Recently, as a battery that meets the expectations for miniaturization, lightness, and high capacity, a non-aqueous electrolytic solution-based secondary battery such as a lithium ion battery has been suggested and put into practical use. The lithium ion battery includes a positive electrode and a negative electrode which have properties capable of reversibly intercalating and deintercalating lithium ions, and a non-aqueous electrolyte.
The lithium ion battery is small in size, is light in weight, and has high energy compared to secondary batteries such as a lead battery, a nickel-cadmium battery, and a nickel-hydrogen battery in the related art, and thus the lithium ion battery has been used as a power supply of a portable electronic apparatus such as a cellular phone, and a note-book type personal computer. In addition, recently, an examination has also been made for a high-output power supply of an electric vehicle, a hybrid vehicle, and an electric tool. High-speed charge and discharge characteristics have been demanded for the electrode active material of the battery that is used as the high-output power supply.
Therefore, in terms of high functionability, high capacity, low cost, rare metal free, and the like of the above-described secondary battery, as a positive electrode active material, various kinds of materials have been examined. Among these, an olivine-type phosphate-based electrode active material represented by LiFePO4 has attracted attention as an electrode active material from the viewpoints of safety, abundant resources, and low cost.

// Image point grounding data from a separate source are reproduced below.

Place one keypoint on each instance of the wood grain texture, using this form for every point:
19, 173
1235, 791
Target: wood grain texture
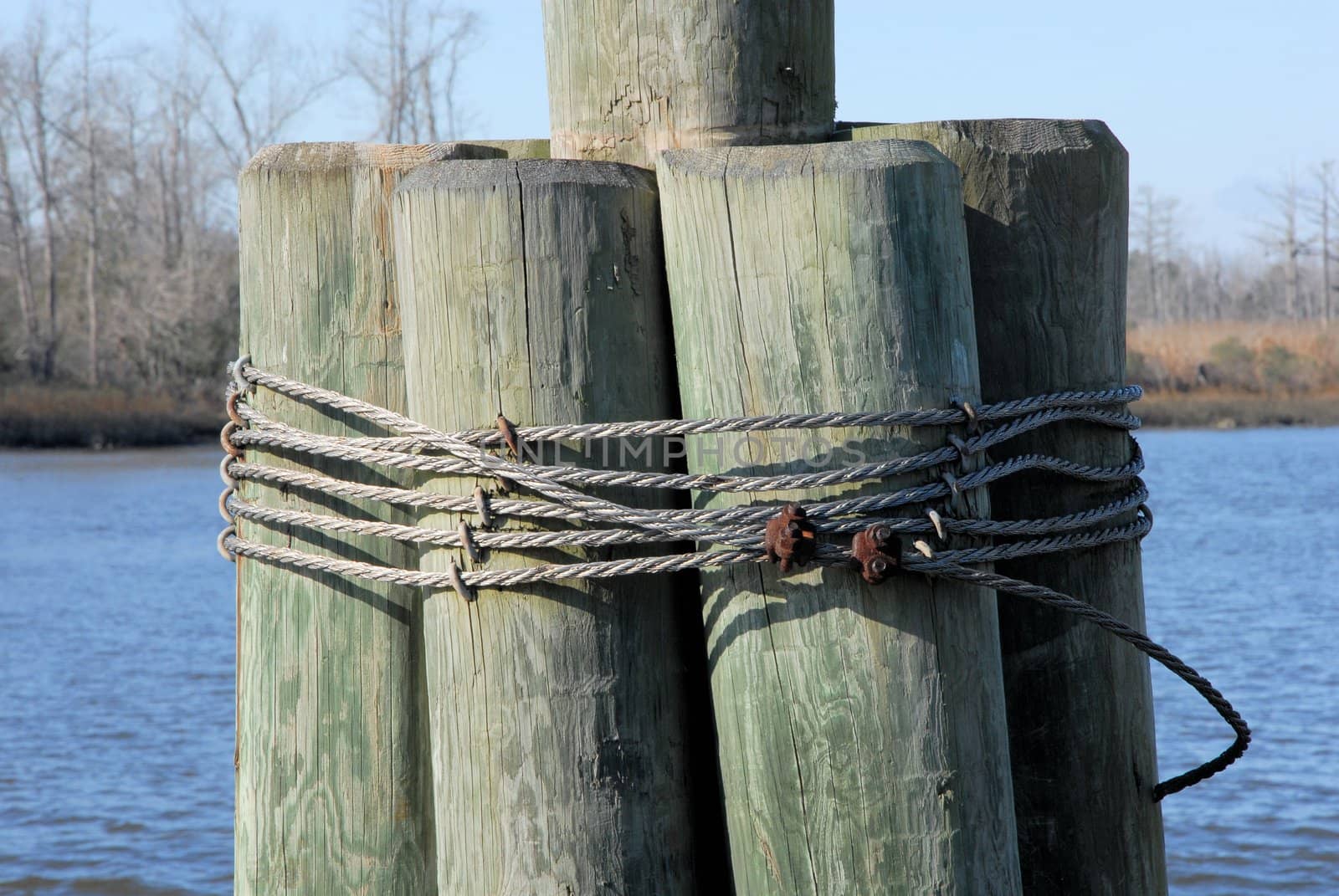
861, 730
629, 79
1048, 232
536, 288
528, 147
331, 768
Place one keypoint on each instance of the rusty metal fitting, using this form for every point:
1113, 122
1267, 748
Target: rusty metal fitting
223, 504
937, 521
481, 504
231, 403
223, 544
790, 537
509, 436
472, 548
229, 479
225, 439
877, 552
974, 425
239, 378
453, 572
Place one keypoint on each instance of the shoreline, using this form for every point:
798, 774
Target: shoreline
105, 419
1216, 410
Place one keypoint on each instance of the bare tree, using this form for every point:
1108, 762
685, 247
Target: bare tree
264, 84
1323, 204
1155, 229
89, 138
1282, 238
18, 231
408, 59
30, 106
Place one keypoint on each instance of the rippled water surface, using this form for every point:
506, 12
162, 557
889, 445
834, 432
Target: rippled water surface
117, 651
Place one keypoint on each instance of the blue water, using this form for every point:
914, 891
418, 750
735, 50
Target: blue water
117, 653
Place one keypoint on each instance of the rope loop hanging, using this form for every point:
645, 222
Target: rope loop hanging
861, 532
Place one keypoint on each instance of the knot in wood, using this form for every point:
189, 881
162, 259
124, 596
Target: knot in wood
790, 537
876, 550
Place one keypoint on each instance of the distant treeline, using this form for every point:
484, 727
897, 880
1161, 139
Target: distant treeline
118, 234
1291, 274
118, 248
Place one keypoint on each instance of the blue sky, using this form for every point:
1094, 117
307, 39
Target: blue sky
1212, 100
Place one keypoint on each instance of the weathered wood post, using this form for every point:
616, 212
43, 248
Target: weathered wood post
1048, 232
629, 79
863, 737
536, 288
331, 768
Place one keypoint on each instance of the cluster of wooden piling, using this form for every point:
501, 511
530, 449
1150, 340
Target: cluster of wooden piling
810, 735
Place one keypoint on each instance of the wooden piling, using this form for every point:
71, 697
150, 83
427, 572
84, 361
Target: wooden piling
629, 79
861, 729
1048, 233
331, 765
536, 288
528, 147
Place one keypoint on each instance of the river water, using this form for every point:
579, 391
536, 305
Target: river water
117, 664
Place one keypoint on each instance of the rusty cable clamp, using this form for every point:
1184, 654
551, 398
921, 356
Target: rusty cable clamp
790, 537
877, 552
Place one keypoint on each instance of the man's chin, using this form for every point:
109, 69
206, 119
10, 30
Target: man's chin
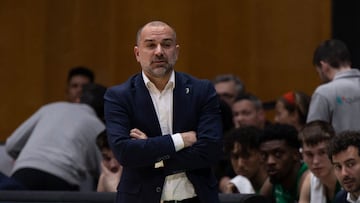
274, 180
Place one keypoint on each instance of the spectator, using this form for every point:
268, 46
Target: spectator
279, 146
344, 153
320, 186
242, 145
292, 109
77, 78
110, 167
228, 87
248, 111
55, 148
337, 101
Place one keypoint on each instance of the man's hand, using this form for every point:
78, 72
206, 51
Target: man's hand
189, 138
137, 134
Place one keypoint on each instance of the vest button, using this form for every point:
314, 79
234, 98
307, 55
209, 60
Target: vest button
158, 189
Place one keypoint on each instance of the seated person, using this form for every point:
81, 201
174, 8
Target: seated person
242, 145
320, 186
344, 153
55, 148
110, 167
279, 147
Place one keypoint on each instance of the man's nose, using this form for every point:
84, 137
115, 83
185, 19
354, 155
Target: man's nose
159, 50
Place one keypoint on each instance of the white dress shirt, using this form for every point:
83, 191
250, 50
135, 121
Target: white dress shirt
176, 186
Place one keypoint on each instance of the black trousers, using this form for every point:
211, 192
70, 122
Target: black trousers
191, 200
34, 179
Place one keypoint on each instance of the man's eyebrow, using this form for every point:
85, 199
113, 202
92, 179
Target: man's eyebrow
349, 160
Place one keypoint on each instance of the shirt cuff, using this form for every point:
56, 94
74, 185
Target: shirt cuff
178, 141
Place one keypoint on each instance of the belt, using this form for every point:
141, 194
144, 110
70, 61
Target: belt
190, 200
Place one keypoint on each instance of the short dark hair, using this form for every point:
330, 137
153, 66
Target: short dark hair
296, 101
247, 136
93, 95
316, 132
102, 141
342, 141
83, 71
334, 52
250, 97
239, 85
284, 132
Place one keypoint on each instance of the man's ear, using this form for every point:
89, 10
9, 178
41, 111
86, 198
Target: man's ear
136, 52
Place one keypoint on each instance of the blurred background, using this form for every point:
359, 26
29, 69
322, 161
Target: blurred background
268, 44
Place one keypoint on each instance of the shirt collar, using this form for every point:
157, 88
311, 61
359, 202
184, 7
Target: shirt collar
149, 84
349, 199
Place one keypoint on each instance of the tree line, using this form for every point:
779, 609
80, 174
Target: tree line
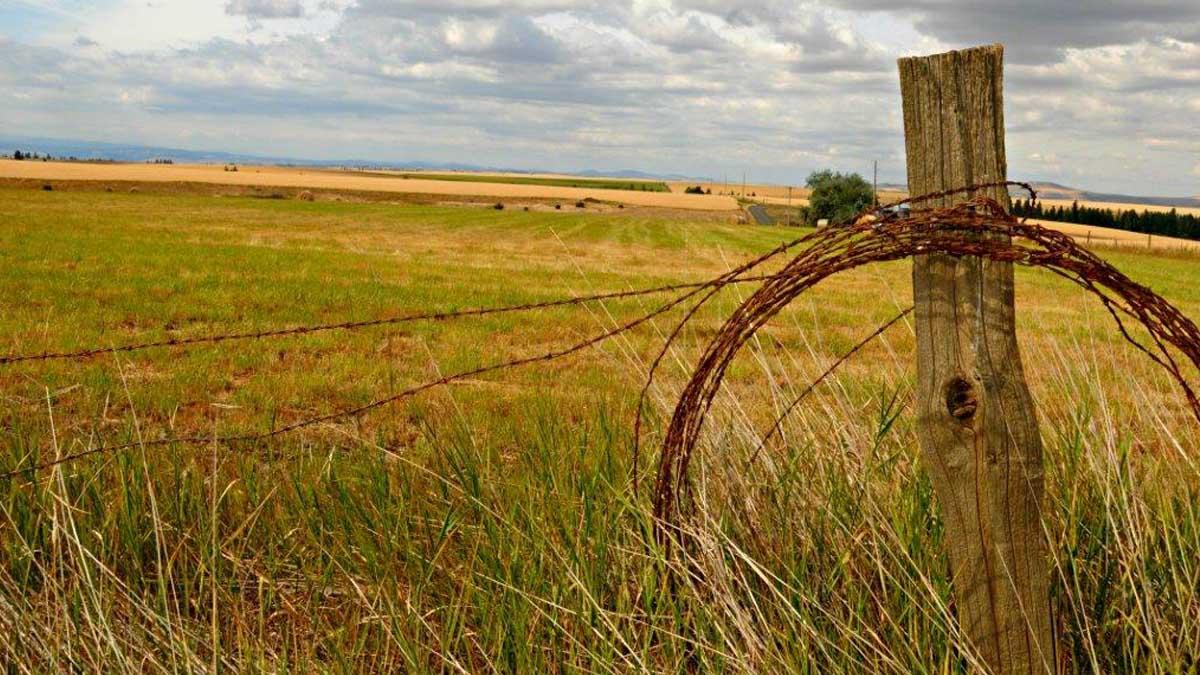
1168, 223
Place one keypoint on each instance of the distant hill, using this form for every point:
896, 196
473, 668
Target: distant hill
1056, 191
130, 153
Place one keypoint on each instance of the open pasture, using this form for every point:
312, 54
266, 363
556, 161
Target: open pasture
378, 181
492, 525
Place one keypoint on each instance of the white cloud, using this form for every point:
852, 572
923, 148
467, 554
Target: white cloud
265, 9
701, 87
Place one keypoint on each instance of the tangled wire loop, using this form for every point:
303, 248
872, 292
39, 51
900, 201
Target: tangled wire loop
976, 227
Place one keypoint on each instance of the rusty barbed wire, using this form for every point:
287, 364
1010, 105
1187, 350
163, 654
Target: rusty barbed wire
79, 354
979, 227
787, 410
736, 275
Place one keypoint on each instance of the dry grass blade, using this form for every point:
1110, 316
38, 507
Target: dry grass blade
976, 227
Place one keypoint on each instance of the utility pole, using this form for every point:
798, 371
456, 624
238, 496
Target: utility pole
875, 185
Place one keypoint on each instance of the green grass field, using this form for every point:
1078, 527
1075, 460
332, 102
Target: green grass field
564, 181
491, 525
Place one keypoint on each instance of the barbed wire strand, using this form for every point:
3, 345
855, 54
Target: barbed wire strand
732, 276
79, 354
979, 227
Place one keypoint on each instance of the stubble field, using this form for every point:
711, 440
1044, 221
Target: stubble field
492, 524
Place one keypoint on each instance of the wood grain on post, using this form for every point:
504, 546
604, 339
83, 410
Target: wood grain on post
976, 420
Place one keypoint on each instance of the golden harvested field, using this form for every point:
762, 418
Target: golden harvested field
335, 179
1093, 236
768, 193
477, 524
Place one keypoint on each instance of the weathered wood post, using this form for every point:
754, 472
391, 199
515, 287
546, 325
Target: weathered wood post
976, 422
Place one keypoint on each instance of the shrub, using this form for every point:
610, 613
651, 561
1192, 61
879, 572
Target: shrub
838, 197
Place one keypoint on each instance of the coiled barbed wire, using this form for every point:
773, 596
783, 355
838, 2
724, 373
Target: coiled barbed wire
979, 226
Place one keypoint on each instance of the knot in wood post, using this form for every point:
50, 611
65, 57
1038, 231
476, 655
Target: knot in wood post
978, 434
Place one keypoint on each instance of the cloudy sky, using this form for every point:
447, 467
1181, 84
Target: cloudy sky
1102, 94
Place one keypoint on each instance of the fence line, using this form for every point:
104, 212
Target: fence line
357, 324
730, 278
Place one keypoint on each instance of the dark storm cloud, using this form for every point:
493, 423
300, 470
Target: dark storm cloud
683, 85
1037, 30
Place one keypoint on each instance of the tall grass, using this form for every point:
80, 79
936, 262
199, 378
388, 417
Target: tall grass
525, 550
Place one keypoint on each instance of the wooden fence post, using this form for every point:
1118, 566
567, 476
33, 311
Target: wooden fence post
976, 420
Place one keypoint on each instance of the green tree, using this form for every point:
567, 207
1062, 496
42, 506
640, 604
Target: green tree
838, 196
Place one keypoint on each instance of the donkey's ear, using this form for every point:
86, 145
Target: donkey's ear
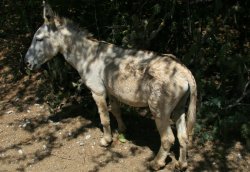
48, 13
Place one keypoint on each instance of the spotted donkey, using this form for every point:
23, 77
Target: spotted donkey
137, 78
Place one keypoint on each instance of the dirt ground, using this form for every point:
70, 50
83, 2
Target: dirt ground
34, 139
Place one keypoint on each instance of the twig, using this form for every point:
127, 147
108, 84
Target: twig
96, 22
70, 159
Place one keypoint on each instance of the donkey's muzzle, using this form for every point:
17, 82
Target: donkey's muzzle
29, 64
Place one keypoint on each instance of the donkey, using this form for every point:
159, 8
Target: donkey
134, 77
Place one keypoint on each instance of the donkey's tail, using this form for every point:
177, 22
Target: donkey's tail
191, 113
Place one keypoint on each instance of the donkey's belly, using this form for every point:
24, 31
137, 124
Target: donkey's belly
129, 91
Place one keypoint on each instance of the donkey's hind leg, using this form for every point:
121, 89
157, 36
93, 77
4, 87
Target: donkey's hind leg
167, 140
104, 116
179, 118
115, 110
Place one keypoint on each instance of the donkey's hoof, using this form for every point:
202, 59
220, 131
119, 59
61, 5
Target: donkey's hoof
105, 142
156, 165
181, 165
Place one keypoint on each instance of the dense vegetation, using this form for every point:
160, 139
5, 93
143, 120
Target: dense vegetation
211, 37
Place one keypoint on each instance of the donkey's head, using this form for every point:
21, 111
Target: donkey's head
46, 41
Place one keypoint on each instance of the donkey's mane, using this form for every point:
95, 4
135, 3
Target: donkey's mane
72, 26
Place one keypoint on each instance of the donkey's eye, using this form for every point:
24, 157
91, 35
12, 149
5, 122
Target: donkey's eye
39, 39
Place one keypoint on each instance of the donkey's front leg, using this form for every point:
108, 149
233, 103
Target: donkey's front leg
104, 116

Among the phosphate-based electrode active materials, lithium manganese phosphate (LiMnPO4), in which an alkali metal is Li and a transition metal is Mn, having a problem due to lithium manganese phosphate having a theoretical capacity of approximately 170 mAh/g that is substantially the same as that of LiFePO4, but even under low-rate discharge conditions, material utilization being very poor compared to LiFePO4 has been pointed out in various documents (refer to Non-Patent Document 1 and the like).
As one problem of the poor material utilization, a problem of slowness in Li diffusion inside an active material, which is derived from a structure of a phosphate-based electrode active material, such as LiMnPO4, may be exemplified.
In the phosphate-based electrode active material, it is known that the Li diffusion inside the active material occurs only in a b-axis direction of a crystal lattice while being accompanied with phase conversion of two phases of LiMnPO4 and MnPO4 (refer to Non-Patent Document 2), and it is described that the phosphate-based electrode active material has a disadvantage for high-speed charge and discharge.
As an effective method to solve the problem, a method of shortening a crystal lattice length of LiMnPO4 particles in the b-axis direction for the purpose of shortening a Li diffusion distance in the particles, a method of enlarging crystal lattice lengths along an a-axis and a c-axis for the purpose of securing a wide Li diffusion space, and a method of making the LiMnPO4 particles fine for the purpose of increasing a reaction area between Li and LiMnPO4 particles, and the like may be exemplified.
As a method of making the LiMnPO4 particles fine, a method of making the LiMnPO4 particles fine by mechanical pulverization is general (refer to Patent Document 1 and the like).
In addition, as another method, a method of making particles fine using polyhydric alcohols such as glycols and polyols which have a high boiling point is suggested (refer to Patent Document 2 and the like).
This method is a method of allowing LiMnPO4 particles to precipitate while heating a sufficient amount of precursor in the polyhydric alcohols such as glycols and polyols which have a high boiling point.